Read the report.
CHARLESTON, W.Va. -- Absentee corporations still control much of West Virginia's land, according to an updated examination of landownership released Monday by two public interest groups.
Twenty-five companies own nearly 18 percent of the state's roughly 13 million private acres, according to the report produced by the West Virginia Center on Budget and Policy and the American Friends Service Committee.
In six counties, the top 10 landowners hold more than half of the private land. Five of those six -- Wyoming, McDowell, Logan, Mingo and Boone -- are in the state's southern coalfields.
Wyoming County had the highest concentration of landownership, with more than three-quarters of the private acres controlled by its top 10 owners.

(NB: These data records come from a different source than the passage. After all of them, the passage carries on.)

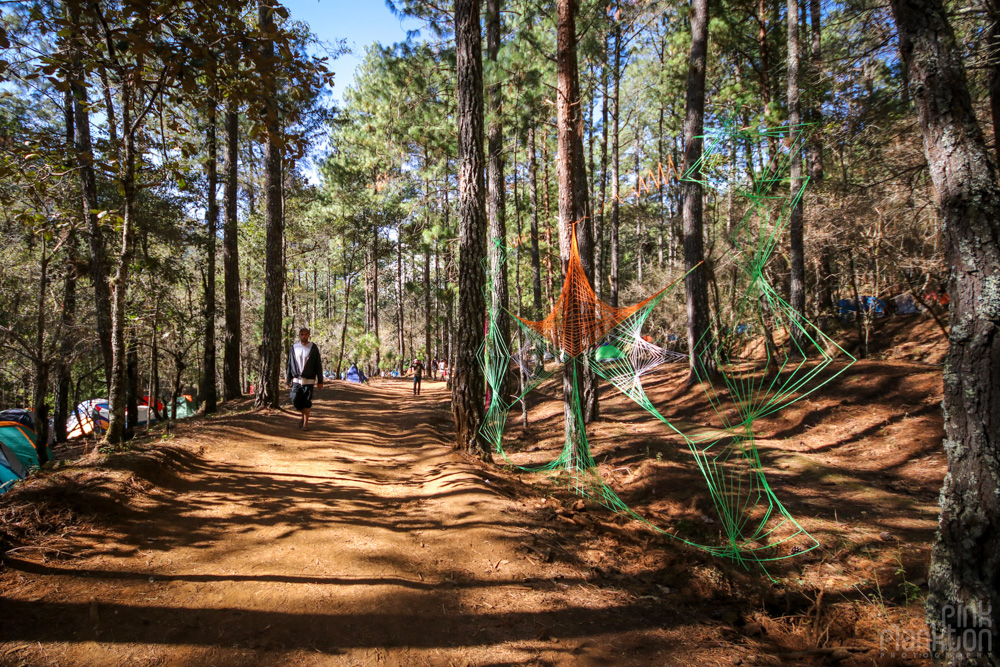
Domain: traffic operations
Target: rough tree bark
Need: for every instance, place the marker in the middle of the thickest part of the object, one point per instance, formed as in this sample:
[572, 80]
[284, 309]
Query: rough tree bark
[274, 271]
[574, 205]
[616, 75]
[536, 266]
[88, 189]
[797, 292]
[209, 393]
[231, 385]
[496, 186]
[117, 425]
[696, 282]
[63, 375]
[965, 562]
[467, 387]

The top 10 landowners controlled 63 percent of the land in McDowell County, 61 percent in both Logan and Webster counties, 59 percent in Boone County and 54 percent in Mingo County.
None of the state's top 10 private landowners is headquartered in West Virginia.

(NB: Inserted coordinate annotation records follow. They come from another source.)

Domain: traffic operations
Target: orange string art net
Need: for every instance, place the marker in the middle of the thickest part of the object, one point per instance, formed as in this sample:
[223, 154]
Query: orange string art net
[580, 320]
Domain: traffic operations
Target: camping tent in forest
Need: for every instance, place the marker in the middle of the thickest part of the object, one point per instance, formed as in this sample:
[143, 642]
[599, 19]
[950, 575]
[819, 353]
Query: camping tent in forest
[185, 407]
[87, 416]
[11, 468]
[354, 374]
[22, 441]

"Absentee land ownership is a major thread that runs through our state's history," said report co-author Beth Spence, coalfield specialist with the American Friends Service Committee. "Like those who studied this issue before us, we believe that knowing who owns West Virginia's land and mineral resources can help us make good decisions about the state's economic future and well-being."
Spence and other researchers reviewed property records from around the state to revisit the landmark 1974 series by then-Huntington Herald-Dispatch reporter Tom Miller, "Who Owns West Virginia?"
Miller confirmed that vast acreage was controlled by a handful of mostly out-of-state energy and land companies. Miller started his series by stating he had found that, "Absentee landlords own or control at least two-thirds of the privately held land in West Virginia." A later report by the Appalachian Land Ownership Task Force generally confirmed those findings.
The new report concluded that West Virginia is at least partly "a state in transition." Land ownership appears at least somewhat less concentrated than it was four decades ago.
Miller found that just two dozen corporations -- all directly or indirectly tied to mineral industries -- owned one-third of the state's private acreage. The new report said that the top 25 private owners controlled 17.6 percent of the state's private land.
Authors of the new report said that they weren't sure how to explain that difference, but said it was likely a combination of actual decline in concentrated ownership and some differences between the methods used in the different investigations.
The new report also explained, "While much of the state's private land is still owned by large, mainly absentee corporations, the list of top ten owners -- once dominated by energy, land-holding and paper companies -- now includes major timber management concerns, which are in essence money-managers for investors."
North Carolina-based Heartwood Forestland Fund, a timberland investment company that owns more than 500,000 acres in 31 counties, is West Virginia's largest landowner.